With a bilateral repo transaction, a pension fund, insurance company or other cash lender buys securities from a cash borrower on the condition that the borrower will repurchase the securities at an agreed-upon price and date. On the trade date, the borrower delivers the securities to the cash lender, who simultaneously pays the cash to the borrower. The process is reversed on the repurchase date, when the lender returns the securities to the borrower, and the borrower, in turn, transfers the borrowed funds back to the lender with interest.
The second type of repo is the tri-party repurchase agreement. A tri-party repo differs from a bilateral repo in that a third party, a tri-party custodian bank acts as an intermediary between the borrower and the lender. The tri-party custodian bank holds the collateral, the securities, sold by the borrower to the lender. A tri-party repo creates operational efficiencies such as transaction settlement, custody of securities and collateral valuation.
Differences between REPOs and Lending
Securities lending, like repo, is a type of securities financing transaction (SFT). The two types of instrument have many similarities and can often be used as functional substitutes for each other.
In a securities lending transaction in the international market, as in repo, one party gives legal title to a security or basket of securities to another party for a limited period of time, in exchange for legal ownership of collateral (although it is also possible for the collateral to be pledged and there are still uncollateralized securities loans). The first party is called the lender, even though he is transferring legal title to the other party. Similarly, the other party is called the borrower, even if he is taking legal title to the security.
The collateral in securities lending can be either other securities or cash (securities lending against cash collateral looks very much like repo).
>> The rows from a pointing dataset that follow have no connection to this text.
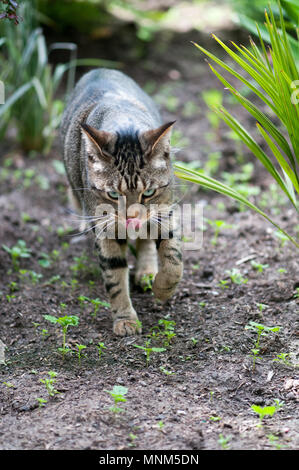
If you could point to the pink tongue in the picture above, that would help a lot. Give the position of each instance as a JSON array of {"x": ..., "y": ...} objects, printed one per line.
[{"x": 135, "y": 223}]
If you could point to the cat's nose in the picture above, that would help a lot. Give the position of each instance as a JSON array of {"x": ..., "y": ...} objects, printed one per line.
[{"x": 133, "y": 222}]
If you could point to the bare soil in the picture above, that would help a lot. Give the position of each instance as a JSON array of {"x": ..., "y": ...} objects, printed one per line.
[{"x": 198, "y": 393}]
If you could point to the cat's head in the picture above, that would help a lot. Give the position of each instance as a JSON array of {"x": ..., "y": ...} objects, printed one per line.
[{"x": 131, "y": 166}]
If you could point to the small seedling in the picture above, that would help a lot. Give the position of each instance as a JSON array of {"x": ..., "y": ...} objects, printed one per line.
[
  {"x": 168, "y": 331},
  {"x": 215, "y": 418},
  {"x": 258, "y": 266},
  {"x": 282, "y": 358},
  {"x": 261, "y": 330},
  {"x": 261, "y": 307},
  {"x": 13, "y": 286},
  {"x": 118, "y": 394},
  {"x": 165, "y": 371},
  {"x": 148, "y": 350},
  {"x": 224, "y": 441},
  {"x": 41, "y": 402},
  {"x": 223, "y": 283},
  {"x": 82, "y": 301},
  {"x": 147, "y": 282},
  {"x": 17, "y": 252},
  {"x": 97, "y": 303},
  {"x": 236, "y": 277},
  {"x": 263, "y": 411},
  {"x": 64, "y": 322},
  {"x": 100, "y": 347},
  {"x": 49, "y": 383},
  {"x": 296, "y": 295},
  {"x": 80, "y": 348}
]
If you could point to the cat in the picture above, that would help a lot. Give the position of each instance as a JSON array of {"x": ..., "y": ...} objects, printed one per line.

The borrower pays a fee to the lender for the use of the loaned security. However, if cash is given as collateral, the lender is obliged to reinvest the cash and ‘rebate’ an agreed proportion of the reinvestment return back to the borrower. In this case, the lender usually deducts the borrowing fee he owes from the rebate interest that he pays to the borrower, rather than paying it separately, so the fee is implicit in the rebate rate.
A key difference between repo and securities lending is that the repo market overwhelmingly uses bonds and other fixed-income instruments as collateral, whereas an important segment of the securities lending market is in equities.
Because the securities lending of equity transfers not only the legal ownership, but also the attached voting rights and corporate actions, it has become convention in the securities lending market for loaned securities (both fixed income and equities) to be subject to an express right of recall by the lender, so that he can recover securities if he wishes to exercise voting rights or respond to corporate actions. In contrast, unless a termination open is specifically agreed between the parties, repo does not allow a seller to recall his securities during the life of a transaction.
Another difference between repo and securities lending is that most repo is motivated by the need to borrow and lend cash, whereas securities lending is typically driven by the need to borrow securities. However, there is an overlap between securities lending and the specials segment of the repo market, which is also driven by the demand to borrow particular securities. And securities lending is sometimes used by securities investors to raise cash.